When you plan that incredible island-hopping vacation or once-in-a-lifetime solo trip to Europe, nothing can seem more exciting. It’s something that you’ve been planning for months on end or even looking forward to for years.
Because of this, you may find that you want it to be perfect, to make the best memories, and for nothing to go wrong! So the idea of things going wrong could be not what you want at all.
Yet, realistically – things do go wrong. And it’s not always about what happens (but we will consider the possibilities next) but how you deal with it. So in this blog post, we’re going to take a look at how to handle what you actually need to do when something goes wrong on vacation.
How to Handle when Something Goes Wrong on Vacation
So, What Could Go Wrong?
When you’re on vacation, you want to be having the time of your life. You won’t always think about things going wrong, but they can.
It might be a missed flight, lost luggage, food poisoning, getting sick overseas, petty theft or scams and more. . . Or it could be more serious like a car accident or natural disaster. Either way, it’s good to know what you need to do when one of these things happens.
How to Handle When Something does go wrong
Now, at this point, you’re going to want to make sure that you not only act fast but that you know what to do too. If there has been an accident, incident, or disaster, you’ll need to call the authorities pretty quickly and file a police report, especially for insurance purposes if there was theft.
If it’s a minor medical situation such as food poisoning or a bug bite, most countries have safe walk in pharmacies you can visit for cheap and get medicine.
I’ve had to do this in Mexico, Guatemala and France for minor mosquito, wasp and spider bites as well as more serious things like bacterial food poisoning where I needed antibiotics overseas. Be sure you’re also up to date when you travel overseas on your vaccines.
I personally love and use Passport Health for all my travel vaccines (not sponsored I just love them!) and to get advice on places I’m visiting that have more risk for illness and diseases.
Again, if there has been a smaller incident, you’ll want to involve the hotel manager or the manager of where you are – whether it’s a boat, restaurant, attraction, or otherwise. If it was something minor, blowing off steam by telling your partner, friends, or family can help you feel a bit better about the situation.
How to get support when something goes wrong on vacation
At this point, you may be feeling pretty upset that your vacation took a turn for the worse, but also that you could need some support too.

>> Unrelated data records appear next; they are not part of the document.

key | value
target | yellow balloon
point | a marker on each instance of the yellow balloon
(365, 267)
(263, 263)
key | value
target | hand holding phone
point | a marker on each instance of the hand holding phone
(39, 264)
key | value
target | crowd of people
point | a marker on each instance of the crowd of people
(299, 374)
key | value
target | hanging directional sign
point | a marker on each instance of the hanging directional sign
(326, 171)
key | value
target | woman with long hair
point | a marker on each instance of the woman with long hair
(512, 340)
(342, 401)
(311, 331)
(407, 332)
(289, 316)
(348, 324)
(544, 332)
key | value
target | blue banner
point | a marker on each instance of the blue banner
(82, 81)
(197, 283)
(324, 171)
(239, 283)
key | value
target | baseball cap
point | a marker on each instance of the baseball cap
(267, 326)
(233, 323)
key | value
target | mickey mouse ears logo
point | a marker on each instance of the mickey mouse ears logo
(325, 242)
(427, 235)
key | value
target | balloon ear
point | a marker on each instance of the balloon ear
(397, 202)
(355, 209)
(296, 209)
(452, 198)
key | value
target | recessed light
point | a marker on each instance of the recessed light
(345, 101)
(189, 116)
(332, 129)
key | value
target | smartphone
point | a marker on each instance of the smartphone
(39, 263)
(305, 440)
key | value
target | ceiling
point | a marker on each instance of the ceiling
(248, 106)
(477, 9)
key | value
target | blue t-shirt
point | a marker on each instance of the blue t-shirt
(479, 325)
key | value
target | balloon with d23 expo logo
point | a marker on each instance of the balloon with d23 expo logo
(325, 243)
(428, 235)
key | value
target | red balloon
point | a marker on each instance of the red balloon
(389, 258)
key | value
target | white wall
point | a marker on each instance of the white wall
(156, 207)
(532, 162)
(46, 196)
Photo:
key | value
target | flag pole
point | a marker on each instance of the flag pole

If you were harmed or experienced something traumatic, you are well within your rights to hire a lawyer from Anthem Injury Law to take care of your case if needed. Don’t feel the need to suffer in silence when you can get the compensation you’re due. It may not repair what happened, but it may support you going forward.
Make sure you ALWAYS have trip insurance too before a trip and in the event something goes wrong be sure to get all the receipts, file a police report if needed and file a claim with your travel insurance. I personally love and use World Nomads.
If you were a victim of theft overseas and your passport was stolen be sure to find the nearest consulate to you and go in to get an emergency passport so you can get back home. Also, call your bank and shut off all your cards that were stolen as well.
Personally, I always register my trip with my embassy ahead of time so they are aware I’m overseas in the event of an emergency. I also make note of the nearest consulate where I will be in case of emergency and give a copy of my itinerary to a trusted friend or family member.
After something goes wrong on vacation – Enjoying your life going forward
Finally, you’re also going to want to make sure that you’re able to get your life back on track too. This can be one of the things that we find hard when we’ve experienced something in life. In some cases, it could be a small hiccup that frustrated you at the time but that doesn’t impact your day-to-day life.
However, if there has been a change, it’s important for you to make adaptations and do your best to enjoy your life going forward. Be sure to take some time for yourself to rest and destress and hire a therapist if needed if whatever happen to you overseas was traumatic.